How Can Historic Preservation Be More Inclusive?
From UNESCO World Heritage Sites to the National Register of Historic Places and local historic districts, understanding and honoring our history is a way to add meaning to the present. In New York City, more than one hundred neighborhoods have been designated historic districts, adding to the historical and architectural depth of our city.
The neighborhoods designated as historic districts by the City’s Landmarks Preservation Committee, however, tend to be whiter and more affluent than other parts of New York. In Manhattan, most historic districts are located on the Upper East Side, Upper West Side, and Lower Manhattan below 14th Street. In Brooklyn, most historic districts are concentrated in Downtown Brooklyn and the areas surrounding Prospect Park. These districts are 80 percent white and over 90 percent college-educated, compared to non-historic districts, which are 43 percent white and 33 percent college-educated. Critics of the process assert that historic preservation prioritizes certain narratives over others, deeming only certain strands of history as worth preserving. There is also a concern that well-educated white residents may be able to navigate the historic designation process successfully, reaping the financial or social benefits of living in a historically designated area.
In “How Can Historic Preservation Be More Inclusive? Learning From New York City’s Historic Districts,” a chapter from Columbia University’s Preservation and Social Inclusion, NYU Furman Center Faculty Director Ingrid Gould Ellen, along with Brian J. McCabe and Gerard Torrats-Espinosa, explores the impact historic designation has on a neighborhood’s home prices and desirability, which, in turn, may impact the composition of residents. Historic designation may also make it more difficult to build affordable housing, or additional housing units in general.
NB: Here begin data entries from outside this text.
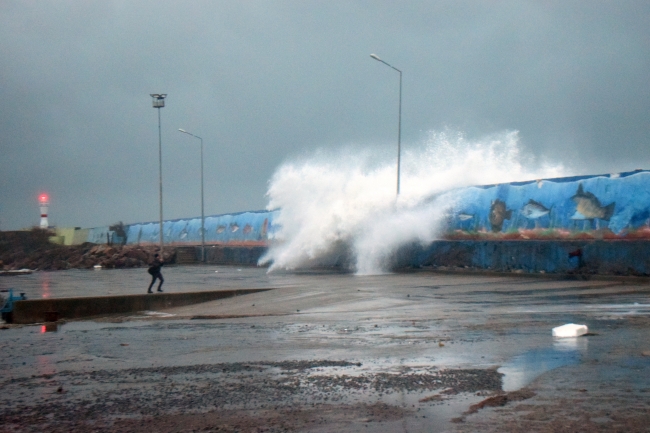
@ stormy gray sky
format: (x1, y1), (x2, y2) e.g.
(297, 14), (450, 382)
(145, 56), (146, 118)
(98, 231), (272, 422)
(0, 0), (650, 230)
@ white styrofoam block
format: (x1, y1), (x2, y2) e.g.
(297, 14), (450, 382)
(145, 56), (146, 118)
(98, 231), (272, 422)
(553, 323), (589, 338)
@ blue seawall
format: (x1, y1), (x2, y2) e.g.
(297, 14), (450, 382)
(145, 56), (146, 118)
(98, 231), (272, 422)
(404, 240), (650, 276)
(81, 170), (650, 275)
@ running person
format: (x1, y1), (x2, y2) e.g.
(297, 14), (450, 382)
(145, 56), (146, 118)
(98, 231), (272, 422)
(147, 254), (165, 293)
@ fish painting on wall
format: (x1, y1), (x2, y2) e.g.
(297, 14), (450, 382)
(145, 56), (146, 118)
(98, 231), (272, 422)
(521, 199), (550, 220)
(571, 184), (616, 221)
(488, 199), (512, 233)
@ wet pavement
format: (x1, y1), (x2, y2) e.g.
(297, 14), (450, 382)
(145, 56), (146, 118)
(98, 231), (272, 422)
(0, 266), (650, 432)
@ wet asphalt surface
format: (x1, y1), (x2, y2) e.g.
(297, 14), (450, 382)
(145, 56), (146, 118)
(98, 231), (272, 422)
(0, 266), (650, 432)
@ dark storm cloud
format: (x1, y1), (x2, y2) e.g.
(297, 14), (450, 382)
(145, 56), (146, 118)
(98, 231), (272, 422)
(0, 1), (650, 230)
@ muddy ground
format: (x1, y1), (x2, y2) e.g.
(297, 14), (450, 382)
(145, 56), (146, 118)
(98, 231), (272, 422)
(0, 267), (650, 432)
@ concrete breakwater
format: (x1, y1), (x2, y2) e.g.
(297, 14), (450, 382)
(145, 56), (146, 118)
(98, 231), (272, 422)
(8, 289), (271, 324)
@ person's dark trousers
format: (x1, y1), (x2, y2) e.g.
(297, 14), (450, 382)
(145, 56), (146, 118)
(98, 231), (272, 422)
(147, 272), (165, 293)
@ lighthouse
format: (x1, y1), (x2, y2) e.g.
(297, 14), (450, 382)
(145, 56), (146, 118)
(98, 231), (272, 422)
(38, 194), (50, 229)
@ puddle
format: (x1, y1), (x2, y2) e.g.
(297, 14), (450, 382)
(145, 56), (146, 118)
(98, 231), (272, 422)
(497, 337), (589, 391)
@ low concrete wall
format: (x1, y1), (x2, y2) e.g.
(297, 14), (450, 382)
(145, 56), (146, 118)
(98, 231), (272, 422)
(11, 289), (271, 324)
(408, 240), (650, 276)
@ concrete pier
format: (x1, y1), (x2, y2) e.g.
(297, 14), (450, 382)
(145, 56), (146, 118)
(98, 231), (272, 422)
(10, 289), (272, 324)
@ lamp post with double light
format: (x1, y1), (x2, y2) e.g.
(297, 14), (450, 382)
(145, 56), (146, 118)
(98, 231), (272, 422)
(370, 54), (402, 195)
(149, 93), (167, 253)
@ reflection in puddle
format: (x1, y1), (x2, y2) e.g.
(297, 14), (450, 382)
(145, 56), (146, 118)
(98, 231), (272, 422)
(41, 323), (59, 334)
(498, 337), (589, 391)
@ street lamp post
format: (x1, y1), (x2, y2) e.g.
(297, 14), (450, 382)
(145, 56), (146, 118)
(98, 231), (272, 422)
(370, 54), (402, 195)
(178, 128), (205, 262)
(150, 93), (167, 253)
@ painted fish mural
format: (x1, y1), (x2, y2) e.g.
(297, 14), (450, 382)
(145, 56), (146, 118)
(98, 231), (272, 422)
(521, 198), (550, 220)
(489, 199), (512, 233)
(571, 184), (616, 221)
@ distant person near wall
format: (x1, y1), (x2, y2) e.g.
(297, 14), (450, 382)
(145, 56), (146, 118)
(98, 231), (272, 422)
(147, 254), (165, 293)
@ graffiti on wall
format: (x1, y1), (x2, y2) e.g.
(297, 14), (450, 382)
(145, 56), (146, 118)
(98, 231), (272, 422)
(120, 211), (277, 246)
(444, 170), (650, 239)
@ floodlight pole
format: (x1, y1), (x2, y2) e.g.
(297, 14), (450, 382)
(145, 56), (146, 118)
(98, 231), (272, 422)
(370, 54), (402, 195)
(149, 93), (167, 253)
(178, 128), (205, 262)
Ellen, McCabe, and Torrats-Espinosa ask these questions to understand what it would mean for historic designation to support diverse communities rather than reinforcing socioeconomic and racial segregation.
Using data from the US Census Bureau, the New York City Department of City Planning, and the New York City Landmarks Preservation Commission from 1970 to 2014, Ellen, McCabe, and Torrats-Espinosa investigate whether sociodemographic factors led some neighborhoods to become historic districts while others were overlooked. They restricted their analysis to census tracts with at least one lot designated as a historic district, included the median age of housing as a proxy for architectural style, and included the community district of the census tract as a proxy for the neighborhood’s historic character. The results show that neighborhoods that would become historic districts had, on average, more residents of high socioeconomic status than neighborhoods that would not receive historic district designation. In 1970, neighborhoods that would go on to become historic districts had a higher share of adults with college degrees, a higher median income, and a lower homeownership rate than non-historic districts. Regarding race, areas that would become historic districts had lower Hispanic and Black population shares and a higher white population share. After accounting for the age of the housing stock in the neighborhood and the part of the city in which it was located, the authors found that neighborhoods that would go onto becoming historic districts had lower Hispanic population shares, lower poverty rates, higher college graduate shares and higher mean incomes.
Ellen, McCabe, and Torrats-Espinosa also examine what happened to the demographic composition of neighborhoods after they were designated as historic districts. They found that when census tracts become historic districts, the share of college-educated residents increases, as does median income and homeownership rates. Poverty rates go down, as well. In other words, neighborhoods designated as historic districts grow more advantaged following designation. That said, racial composition seems not to change significantly, and the changes are no more pronounced in lower-income neighborhoods.
Looking ahead, planners and preservationists concerned with equity, diversity, and inclusion should capture the diverse histories of diverse communities in New York City. Reshaping the process by which neighborhoods achieve historic designation may help; understanding why some neighborhoods remain on the docket of the Landmarks Preservation Commission for years while others receive prompt formal designation is an important question to ask.
It is also critical that planners and preservationists ask who really benefits from historic designation. If such designation increases property values, homeowners may benefit while low-income renters are locked out. Planners might consider strategies to pair historic designation with other policies that lock in sociodemographic diversity in soon-to-be historic districts. If their designation limits the ability to build affordable housing in these neighborhoods, the Landmarks Preservation Committee should consider upzoning nearby areas to ensure New York City’s housing supply can meet demand. More broadly, understanding how neighborhood character changes before and after designation may reveal other ways historic designation can be made more inclusive for low-income residents.